The Wall Street Journal (WSJ) reported on January 7 that Nvidia’s customers in China are not so keen on buying its modified, lower-powered artificial intelligence chips for the Chinese market. China’s leading cloud companies have been testing Nvidia samples since November and said that they would order far fewer of its chips in 2024 than originally planned, the WSJ said.
The Chinese chip industry
At the beginning of the semiconductor industry, China was on par with the West, according to Feng Zhaokui, a scholar of Japanese studies at the Chinese Academy of Social Sciences.
However, during the 1980s and 1990s, as the global supply chain was becoming increasingly integrated, China decided it was unnecessary to domestically manufacture every component. The strategy adopted was to procure machines, chips and various parts from international markets. Consequently, investments in the research and development of semiconductors were significantly reduced.
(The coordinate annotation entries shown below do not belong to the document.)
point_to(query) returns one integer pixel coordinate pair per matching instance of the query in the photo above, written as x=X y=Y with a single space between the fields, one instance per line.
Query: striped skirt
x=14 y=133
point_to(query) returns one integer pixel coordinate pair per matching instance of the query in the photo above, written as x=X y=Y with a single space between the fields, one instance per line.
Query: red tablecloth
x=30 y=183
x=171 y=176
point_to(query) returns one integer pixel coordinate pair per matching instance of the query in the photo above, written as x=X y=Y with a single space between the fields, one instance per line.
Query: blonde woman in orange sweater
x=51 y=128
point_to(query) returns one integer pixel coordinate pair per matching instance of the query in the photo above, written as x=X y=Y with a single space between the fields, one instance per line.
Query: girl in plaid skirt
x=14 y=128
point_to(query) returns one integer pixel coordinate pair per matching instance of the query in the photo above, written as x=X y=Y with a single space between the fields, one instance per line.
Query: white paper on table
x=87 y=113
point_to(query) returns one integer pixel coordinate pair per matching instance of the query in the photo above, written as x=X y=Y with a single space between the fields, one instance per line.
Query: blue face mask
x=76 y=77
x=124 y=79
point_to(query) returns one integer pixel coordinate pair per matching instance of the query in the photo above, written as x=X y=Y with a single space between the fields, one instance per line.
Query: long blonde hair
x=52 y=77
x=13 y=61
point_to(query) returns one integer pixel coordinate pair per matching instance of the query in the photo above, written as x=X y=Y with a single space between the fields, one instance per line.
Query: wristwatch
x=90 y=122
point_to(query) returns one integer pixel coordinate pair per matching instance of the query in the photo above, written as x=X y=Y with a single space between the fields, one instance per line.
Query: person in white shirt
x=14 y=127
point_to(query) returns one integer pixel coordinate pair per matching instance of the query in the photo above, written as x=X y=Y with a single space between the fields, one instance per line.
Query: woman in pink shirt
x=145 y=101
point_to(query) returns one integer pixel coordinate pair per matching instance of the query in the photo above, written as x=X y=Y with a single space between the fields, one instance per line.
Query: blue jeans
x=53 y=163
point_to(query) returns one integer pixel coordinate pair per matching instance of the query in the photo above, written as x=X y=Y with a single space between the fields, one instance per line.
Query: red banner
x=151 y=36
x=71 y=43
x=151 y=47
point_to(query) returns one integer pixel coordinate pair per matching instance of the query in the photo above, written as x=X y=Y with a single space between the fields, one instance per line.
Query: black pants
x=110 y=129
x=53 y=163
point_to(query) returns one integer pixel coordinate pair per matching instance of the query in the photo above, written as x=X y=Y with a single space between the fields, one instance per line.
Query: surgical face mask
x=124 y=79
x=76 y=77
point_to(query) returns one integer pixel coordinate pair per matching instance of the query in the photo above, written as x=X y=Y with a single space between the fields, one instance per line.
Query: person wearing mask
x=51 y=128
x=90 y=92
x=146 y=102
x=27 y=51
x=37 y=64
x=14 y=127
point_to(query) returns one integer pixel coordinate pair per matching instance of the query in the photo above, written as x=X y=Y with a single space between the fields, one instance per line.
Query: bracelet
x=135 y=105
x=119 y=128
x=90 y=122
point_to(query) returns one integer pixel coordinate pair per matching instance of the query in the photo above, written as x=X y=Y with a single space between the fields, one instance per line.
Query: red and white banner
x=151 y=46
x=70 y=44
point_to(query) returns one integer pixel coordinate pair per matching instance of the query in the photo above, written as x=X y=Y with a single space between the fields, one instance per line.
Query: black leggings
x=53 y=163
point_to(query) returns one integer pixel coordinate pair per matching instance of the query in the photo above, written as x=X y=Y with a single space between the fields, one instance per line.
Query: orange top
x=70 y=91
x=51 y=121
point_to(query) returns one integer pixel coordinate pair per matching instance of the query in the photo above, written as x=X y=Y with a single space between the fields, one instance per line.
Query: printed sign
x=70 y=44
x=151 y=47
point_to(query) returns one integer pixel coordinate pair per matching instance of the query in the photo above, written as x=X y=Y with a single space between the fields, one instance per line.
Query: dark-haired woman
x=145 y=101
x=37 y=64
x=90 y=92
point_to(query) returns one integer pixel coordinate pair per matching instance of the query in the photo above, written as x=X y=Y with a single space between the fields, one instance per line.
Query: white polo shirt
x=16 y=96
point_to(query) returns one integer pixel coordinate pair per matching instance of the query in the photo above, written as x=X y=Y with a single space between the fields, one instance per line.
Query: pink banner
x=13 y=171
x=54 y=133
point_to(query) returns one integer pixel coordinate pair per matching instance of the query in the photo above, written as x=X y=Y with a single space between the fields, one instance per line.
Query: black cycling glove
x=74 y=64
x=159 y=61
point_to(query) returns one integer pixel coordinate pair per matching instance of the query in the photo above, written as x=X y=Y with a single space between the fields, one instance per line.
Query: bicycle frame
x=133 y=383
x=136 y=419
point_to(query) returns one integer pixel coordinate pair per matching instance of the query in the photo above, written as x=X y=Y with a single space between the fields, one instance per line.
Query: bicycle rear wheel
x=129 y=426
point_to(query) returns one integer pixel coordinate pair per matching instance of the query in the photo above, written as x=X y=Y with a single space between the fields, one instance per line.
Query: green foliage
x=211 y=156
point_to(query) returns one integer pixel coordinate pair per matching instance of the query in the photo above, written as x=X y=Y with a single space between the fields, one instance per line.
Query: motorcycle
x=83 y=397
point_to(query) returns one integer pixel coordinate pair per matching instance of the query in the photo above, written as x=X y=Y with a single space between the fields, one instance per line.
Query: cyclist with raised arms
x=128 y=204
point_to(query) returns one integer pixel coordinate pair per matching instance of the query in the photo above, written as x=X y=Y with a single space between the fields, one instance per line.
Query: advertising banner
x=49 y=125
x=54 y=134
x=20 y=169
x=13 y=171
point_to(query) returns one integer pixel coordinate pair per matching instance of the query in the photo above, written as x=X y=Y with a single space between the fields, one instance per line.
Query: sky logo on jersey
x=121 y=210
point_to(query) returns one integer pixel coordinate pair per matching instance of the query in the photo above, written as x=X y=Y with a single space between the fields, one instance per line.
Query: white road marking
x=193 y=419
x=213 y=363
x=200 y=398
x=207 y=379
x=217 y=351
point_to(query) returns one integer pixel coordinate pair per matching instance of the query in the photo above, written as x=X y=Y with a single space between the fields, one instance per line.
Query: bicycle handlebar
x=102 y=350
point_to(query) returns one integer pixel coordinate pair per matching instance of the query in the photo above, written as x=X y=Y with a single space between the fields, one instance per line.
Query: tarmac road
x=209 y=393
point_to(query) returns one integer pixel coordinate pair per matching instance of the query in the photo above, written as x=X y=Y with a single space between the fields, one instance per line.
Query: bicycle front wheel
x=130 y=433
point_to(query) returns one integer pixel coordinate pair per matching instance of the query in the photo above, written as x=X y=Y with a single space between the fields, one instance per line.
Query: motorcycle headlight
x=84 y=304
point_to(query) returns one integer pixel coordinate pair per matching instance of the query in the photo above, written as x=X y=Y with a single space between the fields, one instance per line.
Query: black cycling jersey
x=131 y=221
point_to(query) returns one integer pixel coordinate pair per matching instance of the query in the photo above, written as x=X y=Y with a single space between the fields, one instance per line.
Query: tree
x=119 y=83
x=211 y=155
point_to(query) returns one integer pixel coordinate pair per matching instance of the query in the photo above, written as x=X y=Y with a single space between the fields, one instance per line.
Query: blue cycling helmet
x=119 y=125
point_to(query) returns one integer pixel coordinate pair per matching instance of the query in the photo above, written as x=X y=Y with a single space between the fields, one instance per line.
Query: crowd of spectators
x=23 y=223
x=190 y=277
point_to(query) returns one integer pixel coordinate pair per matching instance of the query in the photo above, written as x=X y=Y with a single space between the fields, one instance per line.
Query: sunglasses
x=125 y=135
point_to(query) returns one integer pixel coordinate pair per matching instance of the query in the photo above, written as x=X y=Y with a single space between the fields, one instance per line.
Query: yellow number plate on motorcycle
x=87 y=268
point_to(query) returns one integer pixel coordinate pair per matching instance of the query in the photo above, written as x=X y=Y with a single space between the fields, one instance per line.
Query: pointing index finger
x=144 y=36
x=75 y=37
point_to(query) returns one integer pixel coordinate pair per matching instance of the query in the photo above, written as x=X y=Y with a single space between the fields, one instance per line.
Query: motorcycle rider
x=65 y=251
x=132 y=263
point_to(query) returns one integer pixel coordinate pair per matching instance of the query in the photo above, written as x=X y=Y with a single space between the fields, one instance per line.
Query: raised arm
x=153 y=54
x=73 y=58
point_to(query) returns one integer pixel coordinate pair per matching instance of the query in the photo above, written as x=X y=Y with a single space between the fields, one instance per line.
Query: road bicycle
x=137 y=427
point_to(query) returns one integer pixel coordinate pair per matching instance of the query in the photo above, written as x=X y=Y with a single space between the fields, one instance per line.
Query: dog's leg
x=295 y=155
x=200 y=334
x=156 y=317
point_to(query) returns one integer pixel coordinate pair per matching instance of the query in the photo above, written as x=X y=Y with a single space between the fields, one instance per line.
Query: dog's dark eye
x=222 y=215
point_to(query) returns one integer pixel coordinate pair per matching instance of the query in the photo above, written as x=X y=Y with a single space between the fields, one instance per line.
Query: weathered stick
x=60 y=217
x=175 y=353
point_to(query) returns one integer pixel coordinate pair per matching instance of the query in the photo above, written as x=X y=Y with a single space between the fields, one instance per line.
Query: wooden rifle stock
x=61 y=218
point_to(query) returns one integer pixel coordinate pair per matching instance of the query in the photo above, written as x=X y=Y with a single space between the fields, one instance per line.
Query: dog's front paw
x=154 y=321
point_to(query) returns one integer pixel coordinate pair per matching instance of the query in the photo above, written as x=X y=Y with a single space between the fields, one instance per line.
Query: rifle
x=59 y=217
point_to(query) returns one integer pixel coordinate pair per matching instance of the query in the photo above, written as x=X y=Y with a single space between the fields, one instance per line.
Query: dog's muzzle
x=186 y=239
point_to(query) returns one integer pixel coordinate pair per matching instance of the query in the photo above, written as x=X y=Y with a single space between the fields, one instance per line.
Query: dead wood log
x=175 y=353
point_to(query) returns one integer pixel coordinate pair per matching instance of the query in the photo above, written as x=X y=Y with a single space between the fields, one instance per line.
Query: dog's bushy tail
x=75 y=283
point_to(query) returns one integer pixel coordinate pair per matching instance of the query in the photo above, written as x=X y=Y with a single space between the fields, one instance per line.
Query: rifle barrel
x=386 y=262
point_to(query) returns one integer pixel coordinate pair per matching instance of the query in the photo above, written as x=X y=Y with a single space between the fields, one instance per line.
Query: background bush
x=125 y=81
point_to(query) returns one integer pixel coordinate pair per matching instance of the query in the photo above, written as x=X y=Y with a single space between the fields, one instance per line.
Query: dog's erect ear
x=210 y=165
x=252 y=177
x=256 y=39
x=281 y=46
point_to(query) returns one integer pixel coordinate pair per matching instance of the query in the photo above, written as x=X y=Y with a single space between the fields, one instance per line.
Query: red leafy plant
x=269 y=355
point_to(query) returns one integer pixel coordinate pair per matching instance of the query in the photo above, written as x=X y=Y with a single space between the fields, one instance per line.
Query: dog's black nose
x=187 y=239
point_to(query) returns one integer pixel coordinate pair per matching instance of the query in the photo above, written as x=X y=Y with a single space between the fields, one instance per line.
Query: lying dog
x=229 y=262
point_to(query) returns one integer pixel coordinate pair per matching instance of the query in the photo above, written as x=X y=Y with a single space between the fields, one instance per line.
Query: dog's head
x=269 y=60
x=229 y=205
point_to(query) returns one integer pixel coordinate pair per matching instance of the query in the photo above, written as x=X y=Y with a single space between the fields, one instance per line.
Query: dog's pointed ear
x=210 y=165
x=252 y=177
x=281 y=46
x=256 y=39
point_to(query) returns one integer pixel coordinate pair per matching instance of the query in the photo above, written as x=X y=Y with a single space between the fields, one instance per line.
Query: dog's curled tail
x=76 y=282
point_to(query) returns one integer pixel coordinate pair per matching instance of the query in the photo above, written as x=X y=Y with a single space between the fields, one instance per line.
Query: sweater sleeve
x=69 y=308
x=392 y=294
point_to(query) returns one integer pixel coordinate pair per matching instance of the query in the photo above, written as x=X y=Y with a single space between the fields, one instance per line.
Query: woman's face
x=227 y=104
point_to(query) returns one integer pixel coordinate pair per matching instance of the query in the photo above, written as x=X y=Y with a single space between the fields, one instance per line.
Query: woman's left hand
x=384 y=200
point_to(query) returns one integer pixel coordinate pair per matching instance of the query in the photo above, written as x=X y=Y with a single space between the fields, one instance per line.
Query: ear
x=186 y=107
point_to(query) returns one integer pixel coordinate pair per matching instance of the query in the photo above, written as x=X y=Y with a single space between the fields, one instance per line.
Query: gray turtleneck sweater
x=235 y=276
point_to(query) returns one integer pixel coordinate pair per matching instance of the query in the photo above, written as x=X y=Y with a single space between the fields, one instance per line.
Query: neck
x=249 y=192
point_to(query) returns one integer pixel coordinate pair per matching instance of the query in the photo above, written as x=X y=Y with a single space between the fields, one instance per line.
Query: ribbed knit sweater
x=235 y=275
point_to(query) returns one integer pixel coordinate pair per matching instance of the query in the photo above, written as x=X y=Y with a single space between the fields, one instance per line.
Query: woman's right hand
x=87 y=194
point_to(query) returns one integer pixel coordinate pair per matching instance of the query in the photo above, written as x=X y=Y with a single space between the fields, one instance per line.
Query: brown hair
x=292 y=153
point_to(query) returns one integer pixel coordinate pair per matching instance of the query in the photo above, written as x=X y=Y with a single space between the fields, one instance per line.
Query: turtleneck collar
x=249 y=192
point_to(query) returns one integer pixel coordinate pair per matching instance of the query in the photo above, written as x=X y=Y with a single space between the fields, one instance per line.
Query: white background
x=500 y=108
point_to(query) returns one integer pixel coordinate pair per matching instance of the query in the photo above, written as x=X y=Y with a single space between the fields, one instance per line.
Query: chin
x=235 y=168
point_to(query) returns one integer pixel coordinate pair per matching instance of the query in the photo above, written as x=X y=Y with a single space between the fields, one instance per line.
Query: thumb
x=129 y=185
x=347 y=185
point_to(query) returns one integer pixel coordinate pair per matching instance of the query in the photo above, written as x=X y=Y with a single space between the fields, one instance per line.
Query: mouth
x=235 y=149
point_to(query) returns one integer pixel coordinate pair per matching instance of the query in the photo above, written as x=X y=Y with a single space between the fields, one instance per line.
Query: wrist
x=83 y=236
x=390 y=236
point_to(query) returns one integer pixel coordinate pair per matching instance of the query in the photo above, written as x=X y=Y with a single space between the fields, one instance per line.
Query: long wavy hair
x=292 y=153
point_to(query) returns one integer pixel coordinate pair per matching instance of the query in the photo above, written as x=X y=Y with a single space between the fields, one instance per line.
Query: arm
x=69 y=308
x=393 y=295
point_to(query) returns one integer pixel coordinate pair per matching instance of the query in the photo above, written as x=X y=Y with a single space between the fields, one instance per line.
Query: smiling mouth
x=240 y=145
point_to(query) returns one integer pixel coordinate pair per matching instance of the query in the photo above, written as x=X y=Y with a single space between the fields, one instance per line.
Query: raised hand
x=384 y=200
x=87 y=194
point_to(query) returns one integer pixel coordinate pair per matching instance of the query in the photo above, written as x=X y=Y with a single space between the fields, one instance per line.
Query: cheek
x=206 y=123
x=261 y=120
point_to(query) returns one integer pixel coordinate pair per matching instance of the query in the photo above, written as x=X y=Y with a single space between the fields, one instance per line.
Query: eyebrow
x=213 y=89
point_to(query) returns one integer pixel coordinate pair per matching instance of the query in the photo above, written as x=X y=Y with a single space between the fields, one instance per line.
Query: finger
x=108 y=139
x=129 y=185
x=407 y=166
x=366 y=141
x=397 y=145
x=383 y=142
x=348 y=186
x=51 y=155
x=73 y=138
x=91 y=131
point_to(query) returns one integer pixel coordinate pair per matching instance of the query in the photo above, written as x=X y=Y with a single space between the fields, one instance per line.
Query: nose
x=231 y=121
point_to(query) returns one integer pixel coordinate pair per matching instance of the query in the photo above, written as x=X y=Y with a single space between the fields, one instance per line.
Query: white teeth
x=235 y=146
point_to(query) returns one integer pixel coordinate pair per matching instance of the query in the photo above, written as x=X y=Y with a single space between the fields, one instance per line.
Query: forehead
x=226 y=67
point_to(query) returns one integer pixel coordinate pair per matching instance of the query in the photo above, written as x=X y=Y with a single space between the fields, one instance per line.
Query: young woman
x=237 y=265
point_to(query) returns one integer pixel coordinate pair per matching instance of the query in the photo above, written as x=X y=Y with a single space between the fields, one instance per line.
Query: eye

In the context of increased sanctions and coercive measures against China, more efforts were made to encourage domestic chip manufacturers to overcome technological hurdles while deepening cooperation with other countries. From 2019 to 2021, the number of engineers working in the Chinese microchip industry rose from 500,000 to 600,000, according to ICwise, a Chinese semiconductor and electronics consultant.
“China can take full advantage of its super large market, which means the country has sufficient testing scenarios to verify its self-innovated technologies, lower its research and development costs and escalate the pace of product output,” Shi Hongxiu, a professor of economics at the National Academy of Governance, told China Daily.
Wang Jiangping, Vice Minister of Industry and Information Technology, said, “Persistent efforts are needed to tackle problems in crucial technologies.” One of the ministry’s top priorities during the 14th Five-Year Plan (2021-25) period is to advance the modernization of industrial chains and encourage companies to develop core technologies such as high-end semiconductor equipment.
Local governments in areas such as Guangdong and Zhejiang provinces, Shanghai and Tianjin have identified integrated circuits as one of their key industries during the 14th Five-Year Plan period.
Last year, sales revenue in the Chinese chip design sector reached $78.17 billion, up by 16.5 percent year-on-year and showcasing sectoral resilience amid U.S. export restrictions, according to preliminary data from the China Semiconductor Industry Association.
In an interview with Bloomberg in September 2020, Microsoft CEO Bill Gates said that by forcing China to make its own chips, the U.S. would not only give up high-paying jobs but would also force China to become self-sufficient.